Un professeur de la FMSS parmi les auteurs de l'article

VIH : l’origine de la pandémie identifiée

«Nous avons un devoir moral, au nom des 36 millions de personnes décédées du sida, de  comprendre ce qui a permis à cette pandémie, la plus dévastatrice des temps modernes, de prendre des proportions gigantesques.»

Tel était le souhait formulé par Jacques Pépin, professeur au Département de microbiologie et d’infectiologie de la Faculté de médecine et des sciences de la santé de l’UdeS, lors de la publication de son livre The Origins of Aids en 2011.

Trois ans plus tard, le professeur Pépin est au nombre d’un groupe de chercheurs qui, dans un article paru dans la prestigieuse revue scientifique Science, lève le voile sur la genèse de cette pandémie sans précédent.

Selon le groupe, elle aurait pris naissance à Kinshasa, la capitale de la République démocratique du Congo (RDC) – alors le Congo belge – au cours des années 1920. «L’étude que nous publions précise la dynamique d’évolution du virus dans la ville de Kinshasa avec un niveau impressionnant de détails. Elle permet également de mieux cerner la progression de la maladie dans l’espace et dans le temps», explique le professeur Pépin.

Selon la publication, plusieurs facteurs, dont l’urbanisation rapide et le déploiement d’un réseau de chemins de fer, ont favorisé l’émergence du virus dans la capitale du Congo belge et sa dissémination sur son territoire entre les années 1920 et 1960. Le virus aura donc été confiné à cette région de l’Afrique pendant presque cinq décennies avant de se propager dans le reste du monde à la fin des années 1970. Rappelons que le VIH a été détecté pour la première fois aux États-Unis en 1981.

Le professeur Jacques Pépin
Le professeur Jacques Pépin

Photo : Robert Dumont

Le devoir et la prévention

Outre l’obligation morale, quel intérêt y a-t-il à retracer les origines de ce virus dévastateur? Selon le professeur Pépin, il est important de mieux comprendre les mécanismes de propagation de la pandémie de VIH afin de mieux se prémunir face au développement d’éventuelles épidémies virales.
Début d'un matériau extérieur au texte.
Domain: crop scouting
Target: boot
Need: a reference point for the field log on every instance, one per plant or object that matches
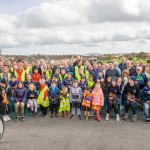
(125, 118)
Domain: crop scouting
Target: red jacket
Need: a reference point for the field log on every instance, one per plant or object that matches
(36, 77)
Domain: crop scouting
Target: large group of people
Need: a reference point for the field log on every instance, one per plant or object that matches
(80, 89)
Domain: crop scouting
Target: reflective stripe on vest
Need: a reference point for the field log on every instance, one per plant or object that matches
(40, 99)
(22, 75)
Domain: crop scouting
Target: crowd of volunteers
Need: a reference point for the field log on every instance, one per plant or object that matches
(80, 89)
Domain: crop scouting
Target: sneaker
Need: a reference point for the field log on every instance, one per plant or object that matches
(117, 117)
(8, 118)
(5, 118)
(107, 117)
(134, 118)
(35, 114)
(125, 118)
(44, 116)
(79, 117)
(72, 116)
(22, 118)
(32, 113)
(41, 115)
(16, 119)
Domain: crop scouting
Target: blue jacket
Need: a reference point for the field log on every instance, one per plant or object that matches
(146, 94)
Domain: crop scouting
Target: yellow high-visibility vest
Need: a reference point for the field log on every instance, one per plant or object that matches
(8, 76)
(77, 71)
(40, 99)
(22, 75)
(49, 74)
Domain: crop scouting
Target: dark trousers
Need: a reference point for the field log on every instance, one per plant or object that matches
(44, 110)
(129, 104)
(112, 104)
(4, 110)
(54, 108)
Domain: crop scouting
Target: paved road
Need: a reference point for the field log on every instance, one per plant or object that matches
(65, 134)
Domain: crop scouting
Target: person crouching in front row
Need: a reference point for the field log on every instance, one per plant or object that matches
(75, 100)
(42, 99)
(20, 96)
(54, 96)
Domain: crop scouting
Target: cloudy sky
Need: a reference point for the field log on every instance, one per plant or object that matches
(74, 26)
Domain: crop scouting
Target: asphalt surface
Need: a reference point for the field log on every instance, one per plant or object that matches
(66, 134)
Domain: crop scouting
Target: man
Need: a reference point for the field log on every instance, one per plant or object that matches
(68, 81)
(5, 74)
(78, 58)
(95, 71)
(28, 81)
(77, 68)
(111, 72)
(122, 65)
(140, 77)
(130, 68)
(20, 72)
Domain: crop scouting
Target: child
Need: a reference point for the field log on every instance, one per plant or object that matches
(31, 97)
(90, 81)
(75, 99)
(5, 93)
(54, 96)
(98, 100)
(87, 101)
(42, 99)
(146, 101)
(113, 93)
(20, 96)
(64, 102)
(82, 84)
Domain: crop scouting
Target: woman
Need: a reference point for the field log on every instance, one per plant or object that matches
(130, 93)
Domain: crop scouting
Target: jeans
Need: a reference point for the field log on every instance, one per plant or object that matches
(76, 108)
(147, 110)
(131, 104)
(112, 104)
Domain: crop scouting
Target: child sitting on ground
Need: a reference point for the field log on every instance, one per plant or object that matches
(64, 102)
(31, 97)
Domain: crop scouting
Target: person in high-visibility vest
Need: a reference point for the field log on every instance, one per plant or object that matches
(5, 74)
(27, 67)
(77, 70)
(43, 99)
(20, 72)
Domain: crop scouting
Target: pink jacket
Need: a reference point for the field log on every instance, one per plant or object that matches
(98, 97)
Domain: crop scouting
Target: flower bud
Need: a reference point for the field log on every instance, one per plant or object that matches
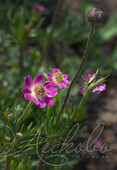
(7, 139)
(27, 28)
(95, 16)
(19, 135)
(10, 116)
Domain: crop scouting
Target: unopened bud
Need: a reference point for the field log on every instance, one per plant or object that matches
(19, 135)
(95, 16)
(10, 116)
(7, 139)
(27, 28)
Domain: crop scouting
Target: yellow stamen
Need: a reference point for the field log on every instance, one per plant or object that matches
(39, 90)
(58, 77)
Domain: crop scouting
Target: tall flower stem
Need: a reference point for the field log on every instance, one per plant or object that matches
(8, 162)
(78, 71)
(54, 22)
(21, 56)
(78, 108)
(24, 114)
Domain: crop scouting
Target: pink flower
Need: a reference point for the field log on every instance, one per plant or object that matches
(58, 78)
(98, 143)
(101, 87)
(37, 91)
(39, 8)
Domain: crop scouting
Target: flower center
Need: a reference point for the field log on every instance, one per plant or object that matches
(39, 90)
(58, 77)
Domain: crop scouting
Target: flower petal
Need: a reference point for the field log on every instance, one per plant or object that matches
(51, 92)
(38, 79)
(99, 88)
(49, 101)
(61, 85)
(41, 103)
(66, 82)
(47, 84)
(54, 83)
(55, 70)
(65, 76)
(97, 78)
(25, 90)
(49, 75)
(82, 89)
(90, 74)
(84, 78)
(28, 82)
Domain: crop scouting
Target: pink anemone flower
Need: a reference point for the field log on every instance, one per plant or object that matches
(101, 87)
(37, 91)
(58, 78)
(39, 8)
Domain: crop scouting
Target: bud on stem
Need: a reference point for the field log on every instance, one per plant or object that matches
(95, 16)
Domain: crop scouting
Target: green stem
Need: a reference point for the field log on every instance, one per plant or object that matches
(43, 157)
(21, 58)
(24, 114)
(78, 108)
(77, 72)
(54, 22)
(8, 162)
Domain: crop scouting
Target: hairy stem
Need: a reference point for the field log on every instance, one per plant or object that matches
(8, 162)
(43, 157)
(24, 114)
(77, 72)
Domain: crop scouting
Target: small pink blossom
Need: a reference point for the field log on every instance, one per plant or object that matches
(58, 78)
(19, 135)
(98, 143)
(10, 116)
(38, 8)
(39, 92)
(101, 87)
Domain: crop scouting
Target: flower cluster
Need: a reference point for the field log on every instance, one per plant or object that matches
(40, 92)
(101, 87)
(38, 8)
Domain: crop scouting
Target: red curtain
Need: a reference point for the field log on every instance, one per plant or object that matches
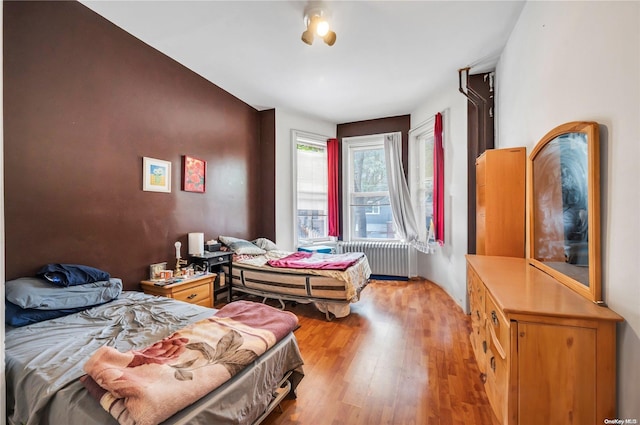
(333, 212)
(438, 186)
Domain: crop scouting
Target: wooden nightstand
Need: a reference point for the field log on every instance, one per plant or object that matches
(195, 290)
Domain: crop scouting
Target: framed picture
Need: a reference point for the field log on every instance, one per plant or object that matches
(155, 269)
(194, 174)
(156, 175)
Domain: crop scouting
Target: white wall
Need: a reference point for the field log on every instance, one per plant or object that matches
(447, 267)
(285, 122)
(580, 61)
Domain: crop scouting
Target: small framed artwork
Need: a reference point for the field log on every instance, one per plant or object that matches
(156, 175)
(195, 172)
(155, 269)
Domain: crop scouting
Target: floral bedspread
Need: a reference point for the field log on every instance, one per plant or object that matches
(148, 386)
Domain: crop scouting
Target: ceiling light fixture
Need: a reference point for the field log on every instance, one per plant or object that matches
(315, 19)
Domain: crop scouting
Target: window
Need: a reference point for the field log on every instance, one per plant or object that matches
(367, 209)
(311, 199)
(421, 176)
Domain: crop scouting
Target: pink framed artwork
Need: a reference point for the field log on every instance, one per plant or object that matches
(194, 174)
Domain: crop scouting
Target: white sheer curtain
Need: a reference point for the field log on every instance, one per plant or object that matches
(403, 214)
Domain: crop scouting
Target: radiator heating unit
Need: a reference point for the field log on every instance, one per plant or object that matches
(391, 259)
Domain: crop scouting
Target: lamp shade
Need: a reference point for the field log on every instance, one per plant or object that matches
(196, 243)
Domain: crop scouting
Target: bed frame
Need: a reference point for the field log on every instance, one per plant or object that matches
(330, 295)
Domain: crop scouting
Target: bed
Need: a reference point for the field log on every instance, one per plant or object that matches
(47, 362)
(264, 272)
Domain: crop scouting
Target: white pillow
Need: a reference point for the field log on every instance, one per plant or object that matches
(241, 246)
(265, 244)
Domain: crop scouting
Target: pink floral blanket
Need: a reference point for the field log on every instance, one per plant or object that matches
(132, 386)
(318, 261)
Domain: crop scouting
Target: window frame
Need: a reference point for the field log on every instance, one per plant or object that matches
(350, 145)
(417, 136)
(312, 139)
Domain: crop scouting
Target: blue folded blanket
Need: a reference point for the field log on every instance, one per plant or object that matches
(72, 274)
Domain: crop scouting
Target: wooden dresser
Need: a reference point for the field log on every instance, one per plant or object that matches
(195, 290)
(546, 354)
(500, 202)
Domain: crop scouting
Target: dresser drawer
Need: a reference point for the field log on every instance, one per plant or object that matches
(497, 383)
(498, 326)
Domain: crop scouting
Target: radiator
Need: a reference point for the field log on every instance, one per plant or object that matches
(385, 258)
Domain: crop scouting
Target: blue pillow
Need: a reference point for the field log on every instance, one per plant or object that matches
(17, 316)
(34, 292)
(72, 274)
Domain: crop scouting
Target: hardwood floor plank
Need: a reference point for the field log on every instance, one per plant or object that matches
(402, 356)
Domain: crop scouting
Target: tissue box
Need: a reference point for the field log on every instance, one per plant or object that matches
(212, 247)
(316, 248)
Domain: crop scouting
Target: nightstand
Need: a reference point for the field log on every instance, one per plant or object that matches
(213, 262)
(194, 290)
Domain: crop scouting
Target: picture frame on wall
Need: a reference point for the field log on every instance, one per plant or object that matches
(194, 174)
(156, 175)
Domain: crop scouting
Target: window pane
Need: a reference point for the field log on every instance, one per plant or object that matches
(365, 225)
(369, 206)
(369, 171)
(312, 188)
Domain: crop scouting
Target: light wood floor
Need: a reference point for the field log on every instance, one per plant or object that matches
(402, 357)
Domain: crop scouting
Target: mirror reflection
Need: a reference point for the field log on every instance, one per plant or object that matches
(561, 228)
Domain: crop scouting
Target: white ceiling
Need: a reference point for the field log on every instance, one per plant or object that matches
(388, 58)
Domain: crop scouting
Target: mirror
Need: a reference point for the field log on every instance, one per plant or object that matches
(564, 207)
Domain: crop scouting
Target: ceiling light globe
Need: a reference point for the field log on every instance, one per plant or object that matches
(322, 28)
(307, 37)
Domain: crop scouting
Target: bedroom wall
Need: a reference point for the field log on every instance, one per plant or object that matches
(286, 122)
(3, 382)
(84, 102)
(593, 74)
(447, 265)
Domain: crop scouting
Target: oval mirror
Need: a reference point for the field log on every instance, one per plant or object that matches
(564, 206)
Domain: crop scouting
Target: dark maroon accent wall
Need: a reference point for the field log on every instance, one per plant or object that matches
(267, 209)
(84, 102)
(401, 123)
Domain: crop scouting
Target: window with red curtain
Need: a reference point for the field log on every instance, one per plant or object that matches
(438, 183)
(333, 170)
(426, 156)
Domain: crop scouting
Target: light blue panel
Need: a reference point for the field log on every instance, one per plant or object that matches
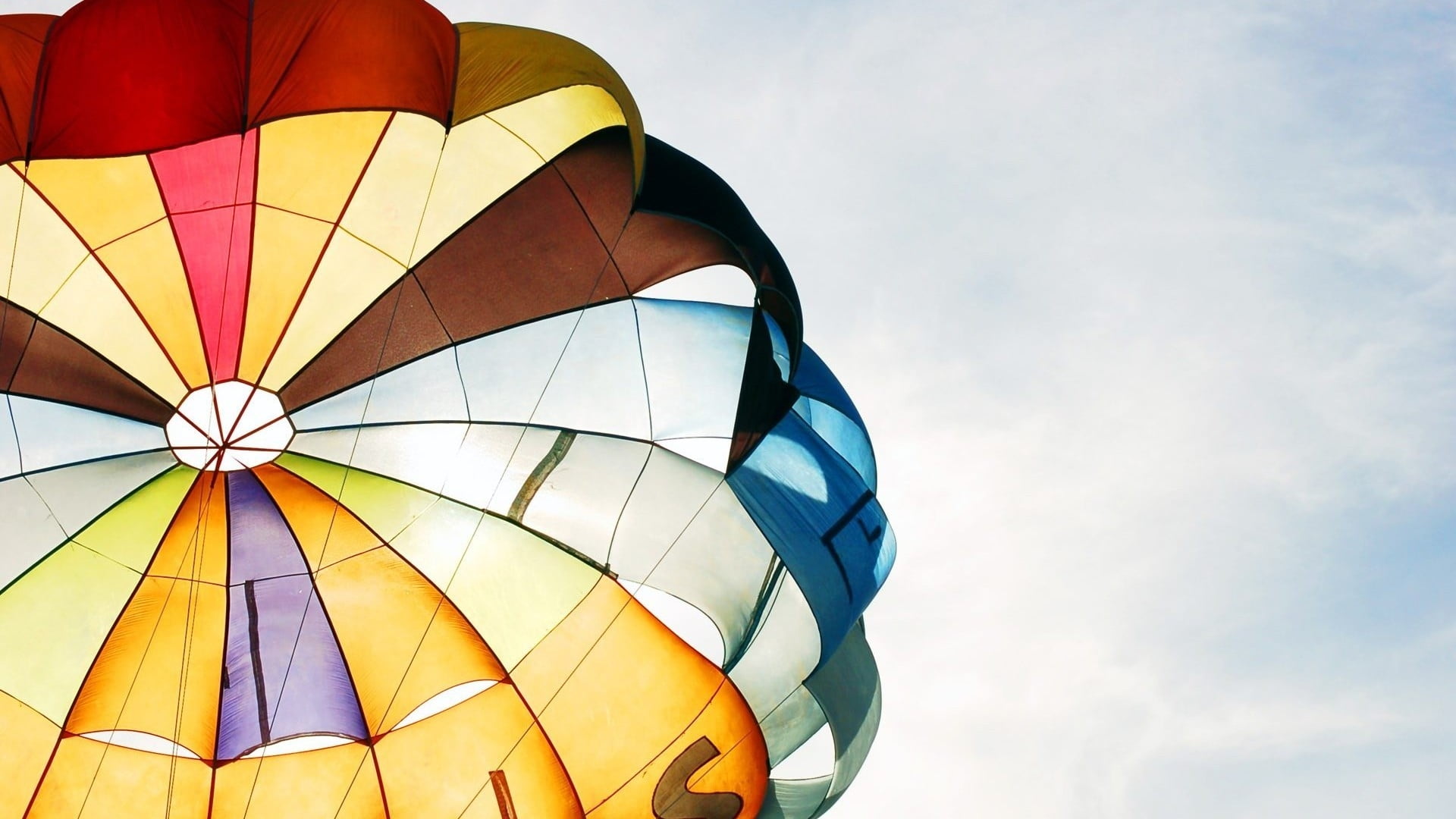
(55, 435)
(693, 353)
(823, 522)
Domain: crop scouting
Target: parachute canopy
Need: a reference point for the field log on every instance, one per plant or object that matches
(354, 460)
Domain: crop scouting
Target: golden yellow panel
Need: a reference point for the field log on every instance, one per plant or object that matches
(28, 742)
(101, 199)
(554, 121)
(91, 779)
(36, 249)
(92, 309)
(161, 670)
(149, 268)
(331, 783)
(286, 249)
(613, 689)
(403, 643)
(481, 161)
(310, 164)
(350, 278)
(391, 200)
(441, 765)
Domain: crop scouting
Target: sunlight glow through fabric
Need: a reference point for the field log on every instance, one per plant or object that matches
(382, 438)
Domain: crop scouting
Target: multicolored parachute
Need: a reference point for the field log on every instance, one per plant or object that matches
(350, 466)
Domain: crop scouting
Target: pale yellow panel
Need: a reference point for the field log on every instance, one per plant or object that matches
(93, 780)
(310, 164)
(286, 249)
(481, 162)
(91, 308)
(350, 278)
(38, 251)
(555, 120)
(391, 200)
(147, 267)
(101, 199)
(28, 742)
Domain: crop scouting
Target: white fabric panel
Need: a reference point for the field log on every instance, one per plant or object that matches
(582, 497)
(693, 354)
(53, 435)
(42, 510)
(599, 384)
(783, 653)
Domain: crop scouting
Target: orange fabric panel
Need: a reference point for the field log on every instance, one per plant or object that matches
(441, 765)
(402, 640)
(123, 77)
(615, 689)
(327, 532)
(20, 41)
(196, 545)
(28, 742)
(161, 668)
(92, 779)
(329, 783)
(367, 55)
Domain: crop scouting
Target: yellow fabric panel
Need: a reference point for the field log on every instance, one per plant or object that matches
(391, 200)
(196, 547)
(44, 248)
(555, 120)
(481, 161)
(441, 765)
(504, 64)
(328, 783)
(147, 267)
(350, 276)
(24, 754)
(131, 531)
(101, 199)
(53, 621)
(91, 308)
(613, 689)
(403, 643)
(740, 767)
(309, 165)
(286, 249)
(93, 780)
(327, 532)
(161, 670)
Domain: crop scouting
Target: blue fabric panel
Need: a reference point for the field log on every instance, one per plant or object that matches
(823, 522)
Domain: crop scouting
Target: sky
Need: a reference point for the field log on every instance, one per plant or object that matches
(1147, 306)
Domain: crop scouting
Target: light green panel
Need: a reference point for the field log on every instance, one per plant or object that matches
(53, 623)
(133, 529)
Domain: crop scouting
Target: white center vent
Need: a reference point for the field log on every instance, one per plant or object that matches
(229, 426)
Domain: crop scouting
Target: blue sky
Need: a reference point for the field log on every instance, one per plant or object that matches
(1149, 309)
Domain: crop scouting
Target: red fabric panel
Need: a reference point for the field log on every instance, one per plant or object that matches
(216, 242)
(328, 55)
(20, 39)
(128, 76)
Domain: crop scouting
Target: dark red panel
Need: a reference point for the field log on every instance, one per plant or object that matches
(327, 55)
(20, 41)
(127, 76)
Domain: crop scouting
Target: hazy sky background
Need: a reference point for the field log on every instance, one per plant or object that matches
(1152, 312)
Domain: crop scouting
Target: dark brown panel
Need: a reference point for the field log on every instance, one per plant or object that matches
(42, 362)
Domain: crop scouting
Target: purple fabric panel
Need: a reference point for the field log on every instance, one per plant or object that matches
(284, 672)
(261, 544)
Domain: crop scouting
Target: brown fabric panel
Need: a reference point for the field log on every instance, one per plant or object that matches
(532, 254)
(503, 64)
(20, 41)
(655, 248)
(42, 362)
(402, 319)
(325, 55)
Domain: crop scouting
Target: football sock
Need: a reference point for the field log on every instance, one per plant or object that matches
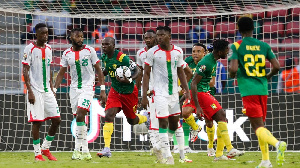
(180, 138)
(211, 136)
(47, 142)
(220, 144)
(191, 122)
(37, 147)
(142, 118)
(85, 144)
(264, 146)
(222, 126)
(186, 131)
(108, 129)
(154, 138)
(164, 142)
(79, 135)
(266, 136)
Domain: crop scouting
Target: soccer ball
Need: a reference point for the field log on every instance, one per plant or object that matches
(123, 70)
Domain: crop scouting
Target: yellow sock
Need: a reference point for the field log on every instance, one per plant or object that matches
(142, 118)
(266, 136)
(222, 127)
(211, 136)
(220, 144)
(108, 129)
(264, 147)
(191, 122)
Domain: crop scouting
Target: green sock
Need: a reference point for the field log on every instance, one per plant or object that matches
(186, 131)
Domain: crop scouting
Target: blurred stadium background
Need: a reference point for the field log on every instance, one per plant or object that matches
(191, 21)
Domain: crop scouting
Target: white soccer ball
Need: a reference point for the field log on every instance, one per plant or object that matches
(123, 70)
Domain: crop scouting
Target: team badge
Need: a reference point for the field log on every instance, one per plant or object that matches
(213, 106)
(25, 56)
(202, 68)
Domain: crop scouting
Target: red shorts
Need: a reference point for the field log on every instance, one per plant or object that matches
(255, 106)
(207, 102)
(127, 102)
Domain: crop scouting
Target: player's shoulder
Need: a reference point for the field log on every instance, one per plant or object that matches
(178, 49)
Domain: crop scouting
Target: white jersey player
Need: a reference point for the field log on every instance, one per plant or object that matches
(41, 102)
(166, 61)
(82, 60)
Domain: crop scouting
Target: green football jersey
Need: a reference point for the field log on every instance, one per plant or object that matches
(206, 68)
(190, 61)
(251, 55)
(111, 64)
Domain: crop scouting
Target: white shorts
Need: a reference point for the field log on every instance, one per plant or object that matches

«Cette tragédie a été facilitée, voire peut-être précipitée, par des interventions humaines, la colonisation, l'urbanisation et même des campagnes de santé publique bien intentionnées. Nous devons apprendre de ces actions, en espérant que ceci nous donne la sagesse et l'humilité nous permettant d'éviter un désastre aussi grand dans les prochaines décennies», précise-t-il.

À la recherche du patient zéro

Maintenant que le site du développement de la pandémie du VIH se précise, d’autres questions continuent d’habiter nos chercheurs. Il reste, entre autres, à déterminer avec précision le lieu d’origine du patient zéro, c’est-à-dire de la toute première personne infectée par le VIH. L’hypothèse qui prévaut actuellement est celle d’un chasseur de brousse qui se serait contaminé en dépeçant un chimpanzé infecté. Une visite ultérieure dans un hôpital ou un centre de santé aurait alors été l'élément déclencheur de la vaste épidémie qui allait suivre.

De son côté, le professeur Pépin travaille présentement à confirmer les facteurs qui ont permis l’accélération de la propagation du VIH dans les années 1950-1960, en particulier la transmission iatrogène du virus, c'est-à-dire celle faite accidentellement lors du traitement d’autres maladies.

À propos de Jacques Pépin

Le professeur Jacques Pépin est également chercheur au Centre de recherche du CHUS. Il s’intéresse aux origines du VIH depuis près d’une décennie. Son livre The Origins of AIDS est un ouvrage phare sur le sujet qui lui a valu plusieurs prix dont celui du Scientifique de l’année de Radio-Canada et de Personnalité de l’année du Centre d’études et de recherches internationales de l’Université de Montréal (CERIUM).